E3G’den Madhura Joshi: “Bu G20, G20’yi daha kapsayıcı hale getiren Afrika Birliği’nin G20 üyeliği de dâhil olmak üzere birçok ilke sahne oldu. Hem kalkınma hem de iklim hedefleri açısından önemli olan küresel yenilenebilir enerji kapasitesinin üç katına çıkarılmasının desteklenmesi; enerji geçişleri için hayati önem taşıyan enerji verimliliği oranının iki katına çıkarılmasının desteklenmesi ve uygulama için uygun maliyetli finansmanın kilidini açmaya yardımcı olabilecek çok taraflı bankalarda reform yapılması yönünde dönüm noktası niteliğinde bir karar alındığını gördük. Kömürün aşamalı olarak azaltılmasına yönelik çabalar konusunda son G20’de kullanılan dili yinelemek statükoyu korumaktan başka bir işe yaramıyor. Yenilenebilir enerji kaynaklarının artırılması, fosil yakıtların aşamalı olarak azaltılmasıyla desteklenmelidir – her ikisi de adil geçiş ve net sıfır bir dünya için vazgeçilmezdir. Ayrıca pahalı, kanıtlanmamış azaltım teknolojileri hakkında çok fazla konuşuluyor, bu da eylemi geciktirmek için bir bahane olarak kullanılamaz. Her iki konuda da liderlerin daha güçlü ve cesur adımlar atmasına ihtiyacımız var. Şimdi tüm gözler COP28’de – liderler bunu başarabilecek mi?”

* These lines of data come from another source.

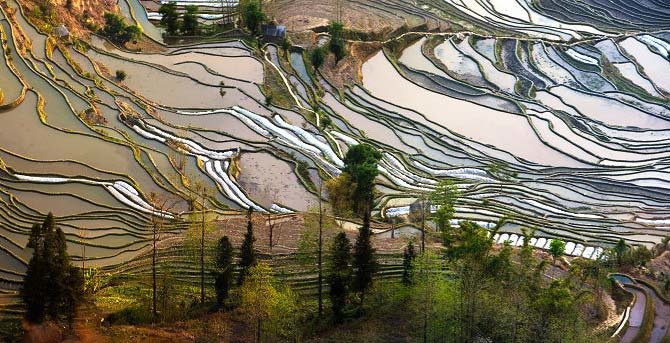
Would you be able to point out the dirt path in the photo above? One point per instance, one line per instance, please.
(636, 315)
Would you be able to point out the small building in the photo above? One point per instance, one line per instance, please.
(274, 33)
(61, 31)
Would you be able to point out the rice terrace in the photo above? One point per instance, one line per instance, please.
(335, 171)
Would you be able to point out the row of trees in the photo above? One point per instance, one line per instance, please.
(188, 25)
(118, 31)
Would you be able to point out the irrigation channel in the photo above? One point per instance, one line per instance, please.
(648, 317)
(578, 112)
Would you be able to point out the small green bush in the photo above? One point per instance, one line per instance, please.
(121, 75)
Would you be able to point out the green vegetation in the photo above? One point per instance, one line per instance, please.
(317, 57)
(170, 19)
(118, 31)
(252, 15)
(444, 196)
(189, 25)
(247, 253)
(556, 249)
(52, 287)
(121, 75)
(364, 262)
(339, 275)
(337, 43)
(223, 278)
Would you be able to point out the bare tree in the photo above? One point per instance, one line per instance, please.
(162, 205)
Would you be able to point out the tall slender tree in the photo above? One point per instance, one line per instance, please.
(223, 279)
(52, 286)
(407, 262)
(247, 253)
(365, 262)
(339, 274)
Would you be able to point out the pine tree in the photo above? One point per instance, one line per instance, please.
(52, 286)
(223, 280)
(339, 275)
(247, 253)
(407, 261)
(365, 263)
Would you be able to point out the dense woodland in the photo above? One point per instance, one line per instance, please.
(467, 290)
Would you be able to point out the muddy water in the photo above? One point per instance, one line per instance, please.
(280, 186)
(479, 123)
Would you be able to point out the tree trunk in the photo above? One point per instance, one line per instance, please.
(320, 252)
(153, 273)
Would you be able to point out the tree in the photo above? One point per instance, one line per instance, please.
(365, 262)
(620, 250)
(360, 163)
(121, 75)
(337, 44)
(223, 278)
(190, 21)
(317, 57)
(52, 286)
(339, 274)
(162, 205)
(340, 194)
(267, 305)
(556, 249)
(444, 197)
(407, 262)
(170, 17)
(252, 15)
(247, 253)
(118, 31)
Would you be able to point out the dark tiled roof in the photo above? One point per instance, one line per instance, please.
(274, 31)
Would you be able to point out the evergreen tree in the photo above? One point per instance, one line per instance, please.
(339, 274)
(170, 17)
(364, 263)
(247, 253)
(407, 261)
(190, 21)
(52, 286)
(223, 279)
(361, 166)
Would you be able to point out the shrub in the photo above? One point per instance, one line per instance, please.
(121, 75)
(317, 57)
(118, 31)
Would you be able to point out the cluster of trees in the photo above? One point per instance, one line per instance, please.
(118, 31)
(252, 15)
(337, 46)
(352, 192)
(52, 287)
(188, 25)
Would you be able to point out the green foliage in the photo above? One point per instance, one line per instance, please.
(317, 57)
(556, 248)
(121, 75)
(337, 44)
(407, 263)
(339, 274)
(364, 262)
(360, 164)
(268, 307)
(247, 252)
(170, 17)
(252, 16)
(340, 194)
(223, 277)
(190, 21)
(118, 31)
(52, 287)
(444, 196)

350.org Politika ve Kampanyalar Yardımcı Direktörü Andreas Sieber: “G20’nin yenilenebilir enerjiyi üç katına çıkarma taahhüdü tarihi bir adım, iklim kaosuna karşı savaşımızda bir umut ışığıdır. Yenilenebilir enerjinin 2030 yılına kadar üç katına çıkarılması, küresel ısınmayı 1.5C’de tutma yolunda bizi yeniden ilerletebilir. Ancak henüz kutlama yapmayalım. Onları sorumlu tutmalı, fosil yakıtları aşamalı olarak terk etmelerini talep etmeli ve acilen liderlik etmeliyiz. Özellikle zengin ülkeler sorumluluğun ağırlığını taşımalı ve 2030 yılına kadar yenilenebilir enerjiyi üç katına çıkarma taahhüdünü yerine getirmek için finansman sağlamalıdır. Bu G20’nin fosil yakıtların olmadığı bir geleceğe giden yolu göstermesi gerekiyordu. IPCC’nin emisyonların 2030 yılına kadar yüzde 43 oranında azaltılmasına ilişkin sonuçlarını kabul etmekle birlikte, kömürün bile aşamalı olarak kullanımdan kaldırılmasına ilişkin hiçbir şey söylemiyor. Bu, dünyaya, özellikle de en yoksul ve en savunmasız ülkelere ve nüfuslara yönelik korkunç bir sinyaldir”.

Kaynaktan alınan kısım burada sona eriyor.